The survey programme concept

The shallow survey depth of K=18.4 seems a sensible match to POSS II, as typical galaxy colours have B-K~4, and the plates reach B~22.5. From the latitude of UKIRT one can see roughly 30,000 sq. degs, three quarters of the sky. Allowing for likely inefficiencies and weather (see later), such a complete JHK survey would take about 1200 nights, i.e. around 5-10 years depending on what fraction of UKIRT time we use. Such an IR sky atlas would be an incredible resource and in the long term may be a sensible goal. But in the medium term, it is not the best strategy, for several reasons. (i) Much of the exciting science we would like to tackle is much deeper, while still requiring large amounts of data. (ii) Just as Schmidt era surveys fed spectroscopy on 4m class telescopes, we should be looking towards feeding spectroscopy on 8m telescopes. This suggests that we should be looking for exposures of a few hours rather than a few seconds. (iii) Multi-wavelength identifications - from current and imminent X-ray, submm, and radio facilities - are expected to be several magnitudes fainter than the Schmidt limit. (iv) For given science goals, even very ambitious ones, we don't necessarily need all that area, or quite so many sources. (v) Any given area should ideally be covered many times - for reliability, for variability, and for proper motions.

All this argues for looking at the science drivers and tuning survey design accordingly.

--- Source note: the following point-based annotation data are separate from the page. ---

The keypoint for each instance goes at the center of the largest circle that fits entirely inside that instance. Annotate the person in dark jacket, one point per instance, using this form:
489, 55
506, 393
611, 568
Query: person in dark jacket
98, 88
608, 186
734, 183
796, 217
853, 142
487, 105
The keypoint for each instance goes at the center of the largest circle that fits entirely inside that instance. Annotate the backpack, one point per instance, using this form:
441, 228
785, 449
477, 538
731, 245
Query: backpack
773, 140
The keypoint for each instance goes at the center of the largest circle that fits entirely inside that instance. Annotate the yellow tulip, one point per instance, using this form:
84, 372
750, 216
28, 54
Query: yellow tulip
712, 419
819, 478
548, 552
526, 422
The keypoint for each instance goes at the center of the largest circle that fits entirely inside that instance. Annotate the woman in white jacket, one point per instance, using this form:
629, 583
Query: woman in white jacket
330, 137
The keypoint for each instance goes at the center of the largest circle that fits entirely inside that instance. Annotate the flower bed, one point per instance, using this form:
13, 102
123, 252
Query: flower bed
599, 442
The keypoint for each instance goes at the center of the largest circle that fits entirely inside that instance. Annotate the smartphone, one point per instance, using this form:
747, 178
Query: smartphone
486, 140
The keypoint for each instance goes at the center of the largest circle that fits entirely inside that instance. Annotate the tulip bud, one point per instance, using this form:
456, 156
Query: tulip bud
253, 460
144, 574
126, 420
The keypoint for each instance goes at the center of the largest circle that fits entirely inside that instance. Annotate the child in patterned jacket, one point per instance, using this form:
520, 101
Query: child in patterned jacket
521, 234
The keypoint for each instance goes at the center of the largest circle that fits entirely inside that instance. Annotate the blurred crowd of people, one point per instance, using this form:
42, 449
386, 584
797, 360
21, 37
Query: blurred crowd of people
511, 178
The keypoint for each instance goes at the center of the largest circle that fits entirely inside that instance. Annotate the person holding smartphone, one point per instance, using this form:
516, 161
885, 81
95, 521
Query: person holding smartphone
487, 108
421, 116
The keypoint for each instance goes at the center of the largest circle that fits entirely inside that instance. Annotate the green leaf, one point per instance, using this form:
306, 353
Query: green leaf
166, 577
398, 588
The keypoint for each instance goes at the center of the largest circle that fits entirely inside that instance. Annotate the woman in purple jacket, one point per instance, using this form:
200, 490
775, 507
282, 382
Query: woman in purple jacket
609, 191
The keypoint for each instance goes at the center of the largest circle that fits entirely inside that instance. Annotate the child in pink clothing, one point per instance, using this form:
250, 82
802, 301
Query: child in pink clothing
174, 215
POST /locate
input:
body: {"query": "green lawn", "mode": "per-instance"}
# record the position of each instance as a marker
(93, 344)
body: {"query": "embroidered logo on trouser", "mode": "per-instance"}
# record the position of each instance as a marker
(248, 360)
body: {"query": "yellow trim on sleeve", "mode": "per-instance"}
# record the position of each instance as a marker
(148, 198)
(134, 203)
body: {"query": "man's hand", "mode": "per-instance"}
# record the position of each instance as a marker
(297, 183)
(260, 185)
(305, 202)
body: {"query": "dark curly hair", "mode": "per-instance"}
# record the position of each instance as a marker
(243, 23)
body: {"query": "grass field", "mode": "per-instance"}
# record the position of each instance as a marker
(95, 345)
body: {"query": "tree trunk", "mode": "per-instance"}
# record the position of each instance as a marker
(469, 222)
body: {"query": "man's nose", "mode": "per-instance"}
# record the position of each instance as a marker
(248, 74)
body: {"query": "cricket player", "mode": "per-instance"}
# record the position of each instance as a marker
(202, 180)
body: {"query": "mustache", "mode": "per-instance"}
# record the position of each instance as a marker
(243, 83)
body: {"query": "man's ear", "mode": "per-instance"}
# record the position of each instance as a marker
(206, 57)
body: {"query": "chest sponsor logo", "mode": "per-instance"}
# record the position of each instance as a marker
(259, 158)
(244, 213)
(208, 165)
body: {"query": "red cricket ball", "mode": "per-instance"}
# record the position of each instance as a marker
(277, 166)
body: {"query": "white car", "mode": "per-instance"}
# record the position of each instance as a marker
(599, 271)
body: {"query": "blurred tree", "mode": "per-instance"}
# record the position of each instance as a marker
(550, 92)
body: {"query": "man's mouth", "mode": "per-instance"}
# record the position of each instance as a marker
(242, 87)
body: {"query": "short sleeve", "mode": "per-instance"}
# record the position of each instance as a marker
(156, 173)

Of course these are hard to get right in advance, looking 5-10 years ahead, and different goals may push us in different directions. The net result from debate amongst our consortium is to propose not a single monolithic survey, but a survey programme, made up of a suite of distinct component sub-surveys with a variety of areas and depths. The particular areas and depths are driven by specific science goals. However, somewhat inevitably the general result is a kind of logarithmically spaced ''wedding cake'' plan with wide-shallow, medium, and narrow-deep surveys.